Pandoc integration
The aozora-pandoc crate (workspace-internal, available via the
aozora CLI) projects a parsed Aozora document into the
Pandoc AST. Once you have Pandoc JSON, every Pandoc
output format (HTML, EPUB, LaTeX/PDF, DOCX, ODT, MediaWiki, …) is one
shell pipe away.
This is the recommended path if you want to convert Aozora Bunko notation into anything other than the built-in HTML renderer. Adding a new output format means adding a Pandoc filter (or none, if the default Span/Div mapping is enough), not extending the parser crate.
Quickstart
# Pandoc JSON to stdout
aozora pandoc input.txt > out.json
# Or pipe through pandoc directly
aozora pandoc input.txt | pandoc -f json -t html
aozora pandoc input.txt | pandoc -f json -t epub3 -o out.epub
# `--format` is shorthand for the pipe (requires pandoc on PATH)
aozora pandoc input.txt --format html > out.html
aozora pandoc -E sjis legacy.txt -t epub > out.epub
Projection rules
Each AozoraNode variant lifts to a Pandoc construct
carrying a stable CSS class so downstream filters or stylesheets can
specialise the rendering:
| Aozora variant | Pandoc construct | Class on the construct |
|---|---|---|
Ruby | Span | aozora-ruby |
| ↳ base text | nested Span | aozora-ruby-base |
| ↳ reading text | nested Span | aozora-ruby-reading |
Bouten | Span over target text | aozora-bouten |
TateChuYoko | Span | aozora-tate-chu-yoko |
Gaiji | Span carrying mencode | aozora-gaiji |
Indent, AlignEnd | empty Span (marker) | aozora-indent / align-end |
Warichu | Span with two children | aozora-warichu |
DoubleRuby | Span | aozora-double-ruby |
Annotation, Kaeriten, HeadingHint | empty Span carrying raw | aozora-annotation / etc. |
PageBreak | HorizontalRule block | (n/a — semantic block) |
SectionBreak | empty Div | aozora-section-break |
AozoraHeading | Header block | aozora-heading |
Sashie | Para with Image | aozora-sashie |
| Container (字下げ等) | Div wrapping inner blocks | aozora-container-indent / etc. |
The structural attribute kvs (Pandoc’s third Attr tuple) carries
non-textual metadata (bouten kind / position, gaiji description /
mencode, indent amount, container kind). Filters that want
format-native rendering pattern-match on the class + kvs.

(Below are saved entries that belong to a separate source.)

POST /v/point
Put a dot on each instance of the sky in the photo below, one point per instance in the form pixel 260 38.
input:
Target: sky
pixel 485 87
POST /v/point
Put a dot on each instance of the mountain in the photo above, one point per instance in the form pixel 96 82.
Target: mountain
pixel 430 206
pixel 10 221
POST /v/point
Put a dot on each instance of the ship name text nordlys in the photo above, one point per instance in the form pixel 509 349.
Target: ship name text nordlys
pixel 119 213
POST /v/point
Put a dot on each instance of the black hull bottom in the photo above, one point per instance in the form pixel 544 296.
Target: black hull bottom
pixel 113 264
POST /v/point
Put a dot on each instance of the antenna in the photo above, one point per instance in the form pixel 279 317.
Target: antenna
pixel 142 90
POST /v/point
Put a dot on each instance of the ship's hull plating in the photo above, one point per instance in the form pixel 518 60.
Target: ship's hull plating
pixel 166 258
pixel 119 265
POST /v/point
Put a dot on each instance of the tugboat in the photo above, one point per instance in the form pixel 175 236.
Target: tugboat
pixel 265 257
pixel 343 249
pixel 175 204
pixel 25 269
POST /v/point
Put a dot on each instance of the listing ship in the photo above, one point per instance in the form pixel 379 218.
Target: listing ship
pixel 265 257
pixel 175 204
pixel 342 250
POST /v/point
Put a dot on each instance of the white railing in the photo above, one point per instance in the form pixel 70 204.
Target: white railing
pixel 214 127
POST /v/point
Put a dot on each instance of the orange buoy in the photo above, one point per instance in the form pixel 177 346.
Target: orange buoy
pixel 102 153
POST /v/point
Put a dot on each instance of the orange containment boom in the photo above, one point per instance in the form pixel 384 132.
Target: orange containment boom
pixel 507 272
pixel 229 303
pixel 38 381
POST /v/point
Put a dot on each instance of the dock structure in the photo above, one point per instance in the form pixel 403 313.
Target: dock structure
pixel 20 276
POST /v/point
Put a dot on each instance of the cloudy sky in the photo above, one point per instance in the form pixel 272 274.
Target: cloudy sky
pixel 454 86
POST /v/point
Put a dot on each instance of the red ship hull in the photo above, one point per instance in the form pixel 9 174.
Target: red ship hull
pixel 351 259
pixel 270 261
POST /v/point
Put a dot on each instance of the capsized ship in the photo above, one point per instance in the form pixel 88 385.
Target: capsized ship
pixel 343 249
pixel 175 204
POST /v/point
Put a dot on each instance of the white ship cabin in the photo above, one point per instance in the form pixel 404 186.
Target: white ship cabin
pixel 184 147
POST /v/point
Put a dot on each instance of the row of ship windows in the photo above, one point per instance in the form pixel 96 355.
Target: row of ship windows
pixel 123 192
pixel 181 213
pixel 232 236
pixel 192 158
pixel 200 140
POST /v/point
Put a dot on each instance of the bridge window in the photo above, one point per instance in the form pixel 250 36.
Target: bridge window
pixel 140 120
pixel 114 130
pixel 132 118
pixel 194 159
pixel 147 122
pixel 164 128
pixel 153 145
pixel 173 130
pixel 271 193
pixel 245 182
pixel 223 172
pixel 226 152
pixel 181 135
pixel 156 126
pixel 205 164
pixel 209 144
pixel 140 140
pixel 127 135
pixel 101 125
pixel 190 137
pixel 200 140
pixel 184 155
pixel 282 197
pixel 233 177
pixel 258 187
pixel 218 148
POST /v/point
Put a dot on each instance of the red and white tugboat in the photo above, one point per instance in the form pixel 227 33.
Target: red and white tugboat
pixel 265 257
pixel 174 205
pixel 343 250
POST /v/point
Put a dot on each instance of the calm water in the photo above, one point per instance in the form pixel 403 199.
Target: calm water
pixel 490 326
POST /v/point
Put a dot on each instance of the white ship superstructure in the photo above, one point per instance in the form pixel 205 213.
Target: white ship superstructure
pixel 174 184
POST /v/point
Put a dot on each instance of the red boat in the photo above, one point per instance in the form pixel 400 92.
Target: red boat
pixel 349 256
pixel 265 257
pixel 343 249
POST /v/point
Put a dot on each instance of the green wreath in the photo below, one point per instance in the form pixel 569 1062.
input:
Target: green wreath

Why a Pandoc projection at all
Aozora notation has rich semantic markup (ruby, bouten, tate-chu-yoko,
gaiji…) that no single Pandoc native construct captures. The naive
shortcut of emitting RawInline("html", "<ruby>…</ruby>") would only
work for the HTML writer; every other Pandoc output format would
strip the raw HTML and lose the meaning.
By lifting each Aozora variant to a Span / Div with a stable
class, the same JSON renders sensibly across every Pandoc format
today (each format’s writer renders Span as a stylable container)
and stays open for richer format-native rendering tomorrow via
filters. That’s the same pattern Pandoc itself uses for
[content]{.smallcaps} — semantic in the AST, format-specific in the
writer.
Architecture
The library entry point is aozora_pandoc::to_pandoc:
use aozora::Document;
use aozora_pandoc::to_pandoc;
let doc = Document::new(std::fs::read_to_string("input.txt")?);
let pandoc = to_pandoc(&doc.parse());
let json = serde_json::to_string(&pandoc)?;
aozora-cli wires that into aozora pandoc so binary consumers
don’t need to write Rust.